How many lives has a YouTube video consumed? - shayanbahal
https://github.com/GRL/YouConsumed

======
forgottenpass
This type of number is just playing a trick on the brain. It doesn't mean
anything more than Earth has a large population, but is expressed in units
that remind people of their own mortality.

A lifetime is lived sequentially, but in parallel 3 "lifetimes" of seconds are
experienced by the population of Earth every 1 second of wall clock [1]. And
if my unit conversion isn't totally fucked, last night the world spent over
80,000 lifetimes asleep.

The world has a population large enough that the human brain doesn't
comprehend the number on it's own.
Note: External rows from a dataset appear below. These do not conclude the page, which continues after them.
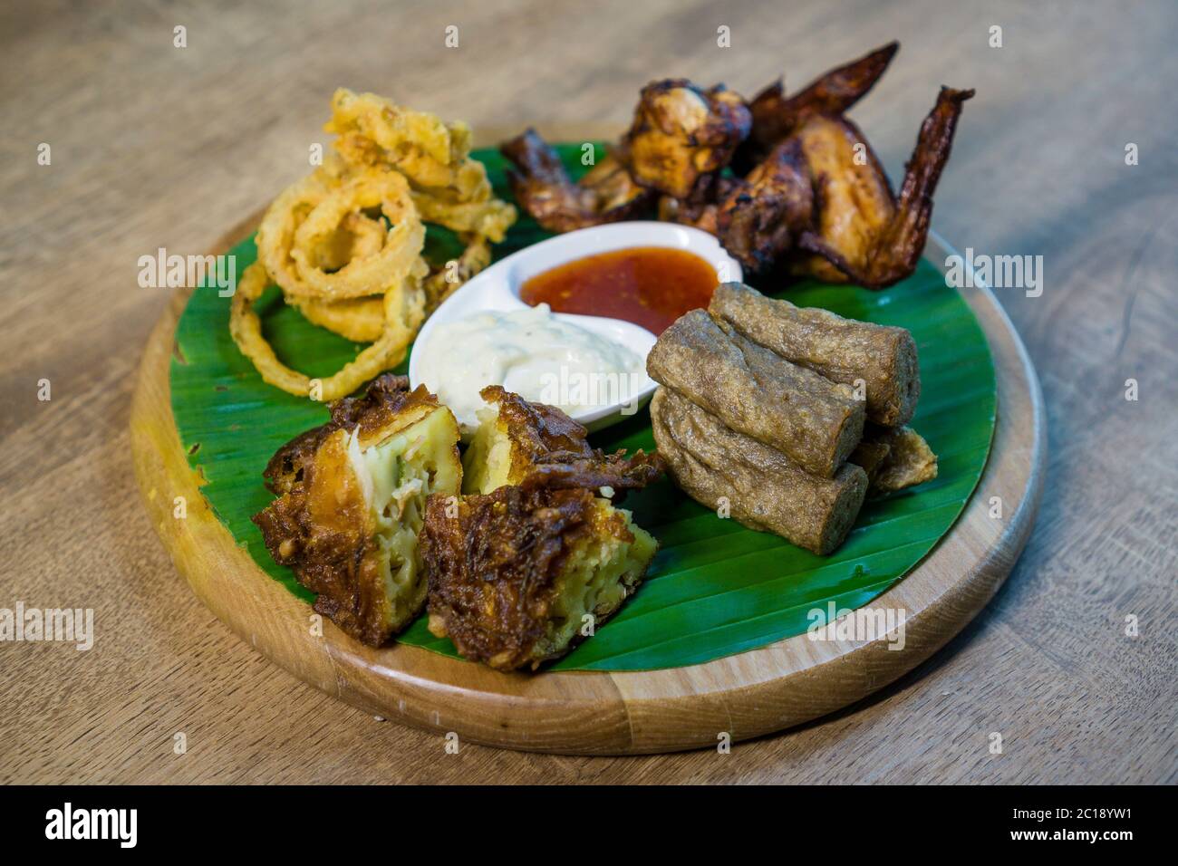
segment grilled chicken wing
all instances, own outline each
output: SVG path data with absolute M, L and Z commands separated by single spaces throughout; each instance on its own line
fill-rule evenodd
M 687 79 L 642 88 L 618 159 L 638 186 L 676 199 L 699 199 L 752 127 L 743 98 L 723 85 L 702 90 Z
M 814 178 L 818 220 L 798 238 L 795 273 L 884 289 L 913 272 L 928 237 L 933 192 L 948 161 L 961 104 L 973 91 L 941 87 L 908 160 L 899 197 L 862 133 L 843 118 L 816 117 L 795 135 Z M 856 145 L 862 144 L 856 160 Z
M 899 49 L 899 42 L 888 42 L 819 75 L 792 97 L 786 95 L 782 81 L 777 79 L 748 104 L 753 113 L 753 131 L 741 150 L 757 158 L 809 118 L 846 113 L 875 86 Z
M 747 272 L 768 270 L 813 225 L 814 192 L 801 143 L 783 141 L 744 178 L 720 178 L 714 203 L 663 197 L 659 214 L 715 234 Z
We need charts, graphs, and spreadsheets to
even being to make 7.125 billion mean anything to our brains.

[1]
[http://www.wolframalpha.com/input/?i=life+expectancy+%2F+wor...](http://www.wolframalpha.com/input/?i=life+expectancy+%2F+world+population+in+seconds)

------
scarlaton
Disclaimer - the following was done manually, not the extension.

"PSY - GANGNAM STYLE" \- 2,158,086,259 views, video length 4:13

4m13s = 4.217 minutes

4.217 minutes * 2,158,086,259 = 9,100,649,754 minutes ~9.1billion minutes

9.1billion minutes / 60 ~ 152million hours

152million hours / 24 ~ 2.5million days

2.5million days / 365 ~ 6,849 years

6.8 millenia of GANGNAM STYLE. Nice one humanity.

Oh yeah, that's 6,800 years / 68 (average life expectancy, sort of) = 100
human lives. 100 human lives have been..err..used.

------
tomtoise
This is the greatest extension I have come across that I didn't know I needed
ever. Thanks for sharing this.